Let there be no repetition of the 70 sq.m. houses.

Dr. Martyna Sługocka, legal adviser and author of Legal Alert, also believes that another amendment to the Building Law is not a bad thing, but only under certain conditions. – The very idea of ​​simplifying investment procedures is not bad – there are many regulations in the legal system that have long since become obsolete, and yet are still the basis for decisions of the administration of the architecture and construction or building supervision authorities. However, changes consisting in removing all formalities during the implementation of the investment do not seem to be a good solution. This was demonstrated by the amendment to the Building Law of January 3, 2022, which made less formalized the construction of individual single-family residential buildings of up to two floors with a development area of ​​up to 70 m², whose area of ​​influence is entirely located on the plot or plots on which they were designed, and the construction is carried out with a view to meeting the investor’s own housing needs (Article 29 (1) (1a) of the building law). The solution itself seems good assuming that the investor has the necessary knowledge to determine whether his investment falls within the scope indicated by the legislator, that is, whether the project certainly includes a single-family building, whether the area built has been correctly defined, or if the area of ​​influence certainly does not exceed the neighboring parcel – Explain.

He says the practice of authorities accepting applications for construction of such houses shows that investors submit all the documents they deem necessary and start the implementation of the investment. At the same time, officials report that in most cases the documentation needs to be completed, or even does not meet the requirements of the regulations. While lawmakers have stripped architecture and building administration authorities of the ability to summon investors to clear irregularities, officials are trying a variety of remedies, including even phone calls to claimants. In many cases, in response, they hear offensive statements or accusations of acting to the detriment of the investor, yet they only want to protect investors from unauthorized construction.

– It seems that the GUNB notices the problem, but tries to solve it not by modifying the regulations, but by guidelines for the authorities, which indicate that such a simplified declaration should be examined by the authority in terms of compliance of the conditions of art. 29 sec. 1 point 1a of the building law. However, remember that the investor can implement the investment immediately after submitting the notification, it does not follow from any legal provision that he has to wait for verification or qualification from the authority – says Martyna Sługocka.

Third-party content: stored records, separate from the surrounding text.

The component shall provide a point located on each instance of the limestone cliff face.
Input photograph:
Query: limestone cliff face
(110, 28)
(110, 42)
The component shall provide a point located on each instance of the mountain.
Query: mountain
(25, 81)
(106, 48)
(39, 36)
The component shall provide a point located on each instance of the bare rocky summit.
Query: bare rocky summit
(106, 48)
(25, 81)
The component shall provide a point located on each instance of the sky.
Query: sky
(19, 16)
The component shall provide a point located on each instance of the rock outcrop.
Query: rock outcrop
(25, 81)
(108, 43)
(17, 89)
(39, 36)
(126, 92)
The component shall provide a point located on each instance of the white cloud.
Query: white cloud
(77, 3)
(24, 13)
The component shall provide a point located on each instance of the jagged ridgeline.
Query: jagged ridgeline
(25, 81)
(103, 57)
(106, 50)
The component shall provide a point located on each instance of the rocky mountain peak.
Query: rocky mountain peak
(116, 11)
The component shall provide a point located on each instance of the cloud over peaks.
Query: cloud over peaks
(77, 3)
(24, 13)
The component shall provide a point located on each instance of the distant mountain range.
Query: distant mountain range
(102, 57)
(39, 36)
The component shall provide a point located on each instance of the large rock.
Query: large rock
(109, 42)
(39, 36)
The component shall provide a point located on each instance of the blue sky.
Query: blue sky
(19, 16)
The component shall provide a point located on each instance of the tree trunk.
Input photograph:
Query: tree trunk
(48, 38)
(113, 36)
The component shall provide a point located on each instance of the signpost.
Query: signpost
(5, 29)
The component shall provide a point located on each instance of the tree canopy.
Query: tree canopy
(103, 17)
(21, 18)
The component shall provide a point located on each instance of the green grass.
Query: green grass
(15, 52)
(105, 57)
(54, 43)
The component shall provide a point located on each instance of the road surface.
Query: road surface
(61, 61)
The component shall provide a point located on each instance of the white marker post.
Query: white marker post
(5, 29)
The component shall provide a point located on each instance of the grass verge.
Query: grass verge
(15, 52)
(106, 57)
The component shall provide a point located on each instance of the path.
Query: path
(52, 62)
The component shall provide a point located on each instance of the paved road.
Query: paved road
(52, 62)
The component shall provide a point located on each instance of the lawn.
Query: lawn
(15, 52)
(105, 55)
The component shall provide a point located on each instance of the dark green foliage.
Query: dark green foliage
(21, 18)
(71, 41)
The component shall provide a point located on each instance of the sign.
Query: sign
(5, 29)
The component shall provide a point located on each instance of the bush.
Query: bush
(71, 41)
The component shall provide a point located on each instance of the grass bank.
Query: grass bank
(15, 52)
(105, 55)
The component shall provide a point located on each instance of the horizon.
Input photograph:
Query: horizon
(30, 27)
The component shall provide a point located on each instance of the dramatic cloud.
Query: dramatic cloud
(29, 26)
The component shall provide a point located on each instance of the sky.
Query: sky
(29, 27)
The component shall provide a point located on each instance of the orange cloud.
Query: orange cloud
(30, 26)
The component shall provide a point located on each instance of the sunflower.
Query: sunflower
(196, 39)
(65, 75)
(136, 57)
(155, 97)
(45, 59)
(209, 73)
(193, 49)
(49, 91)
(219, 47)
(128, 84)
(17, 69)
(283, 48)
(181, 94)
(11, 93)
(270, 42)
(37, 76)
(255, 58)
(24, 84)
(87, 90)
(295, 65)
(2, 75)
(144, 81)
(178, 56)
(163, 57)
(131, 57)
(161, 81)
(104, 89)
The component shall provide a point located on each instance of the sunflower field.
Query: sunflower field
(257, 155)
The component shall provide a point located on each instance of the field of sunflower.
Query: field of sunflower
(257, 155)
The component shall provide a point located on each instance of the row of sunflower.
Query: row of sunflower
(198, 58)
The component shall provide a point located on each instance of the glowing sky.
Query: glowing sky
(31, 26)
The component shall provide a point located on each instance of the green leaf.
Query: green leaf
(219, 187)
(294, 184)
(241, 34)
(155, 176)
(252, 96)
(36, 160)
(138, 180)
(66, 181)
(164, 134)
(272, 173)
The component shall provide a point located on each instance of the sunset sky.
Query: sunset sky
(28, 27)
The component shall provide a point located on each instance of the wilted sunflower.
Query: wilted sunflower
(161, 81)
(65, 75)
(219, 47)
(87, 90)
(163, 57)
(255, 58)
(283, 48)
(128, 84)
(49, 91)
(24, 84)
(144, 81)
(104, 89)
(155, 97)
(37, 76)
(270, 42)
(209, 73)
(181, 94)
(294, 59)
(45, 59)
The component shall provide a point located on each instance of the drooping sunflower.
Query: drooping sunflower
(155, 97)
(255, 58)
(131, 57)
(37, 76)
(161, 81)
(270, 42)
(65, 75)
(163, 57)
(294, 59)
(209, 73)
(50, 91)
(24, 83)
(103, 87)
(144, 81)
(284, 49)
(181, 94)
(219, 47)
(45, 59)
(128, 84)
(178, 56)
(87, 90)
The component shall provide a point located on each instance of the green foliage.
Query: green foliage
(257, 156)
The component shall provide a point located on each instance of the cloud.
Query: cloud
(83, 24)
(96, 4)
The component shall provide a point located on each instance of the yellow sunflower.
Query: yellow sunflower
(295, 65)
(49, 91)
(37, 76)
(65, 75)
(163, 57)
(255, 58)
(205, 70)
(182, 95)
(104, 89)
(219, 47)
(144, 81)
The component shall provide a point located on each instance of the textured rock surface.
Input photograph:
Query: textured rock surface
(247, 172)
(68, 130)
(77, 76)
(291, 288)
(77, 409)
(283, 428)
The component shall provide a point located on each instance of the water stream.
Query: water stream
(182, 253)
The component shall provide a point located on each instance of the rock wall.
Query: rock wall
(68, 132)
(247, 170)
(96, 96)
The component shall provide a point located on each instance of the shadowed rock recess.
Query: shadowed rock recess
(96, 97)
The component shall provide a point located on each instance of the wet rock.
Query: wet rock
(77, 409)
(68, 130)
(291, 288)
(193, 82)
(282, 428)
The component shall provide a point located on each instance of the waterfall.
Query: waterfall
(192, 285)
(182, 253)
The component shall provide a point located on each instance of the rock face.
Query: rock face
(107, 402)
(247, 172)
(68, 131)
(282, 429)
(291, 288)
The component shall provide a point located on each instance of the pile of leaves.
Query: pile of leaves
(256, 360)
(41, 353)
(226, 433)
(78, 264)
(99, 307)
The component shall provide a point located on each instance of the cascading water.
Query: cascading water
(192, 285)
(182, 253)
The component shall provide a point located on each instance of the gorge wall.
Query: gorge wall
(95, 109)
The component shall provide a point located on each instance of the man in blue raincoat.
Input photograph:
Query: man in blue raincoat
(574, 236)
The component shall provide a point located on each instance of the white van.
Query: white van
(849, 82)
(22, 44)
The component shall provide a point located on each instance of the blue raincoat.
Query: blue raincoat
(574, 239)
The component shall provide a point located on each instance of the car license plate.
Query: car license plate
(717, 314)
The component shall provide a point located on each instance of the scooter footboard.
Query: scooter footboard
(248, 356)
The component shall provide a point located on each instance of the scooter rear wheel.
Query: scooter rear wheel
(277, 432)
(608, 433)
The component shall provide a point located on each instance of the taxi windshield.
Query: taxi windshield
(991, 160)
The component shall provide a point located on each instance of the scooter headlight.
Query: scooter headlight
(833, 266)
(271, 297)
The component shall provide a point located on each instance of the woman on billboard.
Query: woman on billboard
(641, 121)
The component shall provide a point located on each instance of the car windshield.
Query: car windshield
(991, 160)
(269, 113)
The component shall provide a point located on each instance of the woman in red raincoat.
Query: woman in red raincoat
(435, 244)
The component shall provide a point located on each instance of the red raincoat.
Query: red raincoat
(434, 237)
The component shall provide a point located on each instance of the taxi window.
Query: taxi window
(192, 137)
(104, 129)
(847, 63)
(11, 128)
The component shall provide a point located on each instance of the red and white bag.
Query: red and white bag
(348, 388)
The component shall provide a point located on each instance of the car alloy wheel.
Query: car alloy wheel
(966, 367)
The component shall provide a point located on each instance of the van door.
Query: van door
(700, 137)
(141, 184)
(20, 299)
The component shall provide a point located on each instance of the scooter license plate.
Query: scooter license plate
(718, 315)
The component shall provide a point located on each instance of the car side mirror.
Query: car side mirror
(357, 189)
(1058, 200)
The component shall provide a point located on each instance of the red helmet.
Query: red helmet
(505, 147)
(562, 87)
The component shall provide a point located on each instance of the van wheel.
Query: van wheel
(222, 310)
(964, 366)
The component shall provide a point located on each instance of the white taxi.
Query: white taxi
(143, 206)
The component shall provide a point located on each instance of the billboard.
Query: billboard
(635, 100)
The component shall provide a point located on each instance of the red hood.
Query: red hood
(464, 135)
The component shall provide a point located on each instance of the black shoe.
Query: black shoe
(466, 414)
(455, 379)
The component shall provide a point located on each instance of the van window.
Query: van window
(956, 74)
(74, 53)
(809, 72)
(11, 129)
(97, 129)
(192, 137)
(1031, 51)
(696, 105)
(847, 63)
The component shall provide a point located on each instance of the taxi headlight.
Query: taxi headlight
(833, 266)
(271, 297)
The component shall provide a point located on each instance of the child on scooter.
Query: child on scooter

Read also: The government wants to follow the directives to amend the law on houses up to 70 m² >>

According to her, solutions that transfer the responsibility for the investment to the designers are not a good idea for a reason. – Building law and land-use planning regulations are unclear and complicated, and therefore interpreted differently in different parts of the country. Therefore, it may happen that a solution proposed by the designer is approved in one voivodeship and considered a violation of the law in another. This is why the authorities of the administration of architecture and construction have the competence to examine certain projects (the designer is already responsible for the rest) and to request the removal of irregularities or shortcomings. – Explain.